$x^4 -10x^2 +1 $ is irreducible over $\mathbb Q$
Adding a method using the roots that you found directly (I deleted my other answer, and relocated it to the companion thread because it properly belongs there, but is misplaced here).
You have correctly identified that the zeros of $$ p(x)=x^4-10x^2+1 $$ are $x_1=\sqrt2+\sqrt3$, $x_2=\sqrt2-\sqrt3$, $x_3=-\sqrt2+\sqrt3$ and $x_4=-\sqrt2-\sqrt3$. Therefore over the reals we have the factorization $$ p(x)=(x-x_1)(x-x_2)(x-x_3)(x-x_4). $$
Others have already explained to you why it is not sufficient to check that none of the roots are rational - namely that the polynomial could still have quadratic factors with rational coefficients. But, we can take advantage of the list of zeros to exclude that possibility as well.
If $p(x)=f(x)g(x)$ were a factorization as a product of two quadratics with rational coefficients, then $x_1$ must be a zero of one of the factors. Without loss of generality we can assume that $f(x_1)=0$. This means that the other zero of $f(x)$ must be either $x_2,x_3$ or $x_4$. But we can check that none of $$ \begin{aligned} (x-x_1)(x-x_2)&=(x-\sqrt2)^2-(\sqrt3)^2=x^2-2\sqrt2x-1\\ (x-x_1)(x-x_3)&=(x-\sqrt3)^2-(\sqrt2)^2=x^2-2\sqrt3x+1\\ (x-x_1)(x-x_4)&=x^2-(\sqrt2+\sqrt3)^2=x^2-5-2\sqrt6 \end{aligned} $$ have rational coefficients. Therefore $p(x)$ has no quadratic factors with rational coefficients, and hence must be irreducible.
$(x^2+1)(x^2+2)$ has no rational roots, but is clearly reducible over $\mathbb{Q}[x]$, so your method is incorrect. In general the factors of a reducible polynomial may not be linear, so it may be reducible without having roots in the base field.
It is not true that if a polynomial of the form $x^4 + b x^2 + c \in \Bbb Q[x]$ is a product of two quadratics in $\Bbb Q[x]$ then the quadratics have the form $x^2 + a$. Consider, for example, $$x^4 + x^2 + 1 = (x^2 + x + 1)(x^2 - x + 1).$$ (These quadratics both have negative discriminant and so are irreducible, so this is the only factorization into [monic] quadratics.) It is true, however, that since any polynomial of the above form is even, if it is a product of two quadratics, there is a factorization of the form $$(x^2 + a x + b)(x^2 - a x + b).$$ In the case of $$f(x) := x^4 - 10x^2 + 1$$ expanding and solving for $a, b$ quickly leads to a contradiction.

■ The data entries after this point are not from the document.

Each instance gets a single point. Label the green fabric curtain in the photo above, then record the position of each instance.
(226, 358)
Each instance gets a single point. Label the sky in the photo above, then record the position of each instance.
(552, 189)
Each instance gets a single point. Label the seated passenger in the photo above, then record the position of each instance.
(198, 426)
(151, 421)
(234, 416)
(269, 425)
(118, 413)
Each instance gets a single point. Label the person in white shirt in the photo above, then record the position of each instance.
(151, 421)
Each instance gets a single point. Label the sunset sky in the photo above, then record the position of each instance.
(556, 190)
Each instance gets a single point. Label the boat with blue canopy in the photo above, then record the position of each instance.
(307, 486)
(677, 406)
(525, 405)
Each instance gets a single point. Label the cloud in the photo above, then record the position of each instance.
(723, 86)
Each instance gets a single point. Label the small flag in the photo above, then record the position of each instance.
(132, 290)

Note that by the Rational Root Theorem, any rational root of $f(x)$ is either $\pm 1$, but neither of these are roots, so $f(x)$ has no linear factors, and hence it is irreducible.
Note, by the way, that the irrationality of all of the roots of a polynomial does not imply that the polynomial is irreducible, at least for polynomials of degree $\geq 4$. Consider the simple case $(x^2 - 2)^2$, which is visibly reducible but only has (irrational) roots $\pm \sqrt{2}$.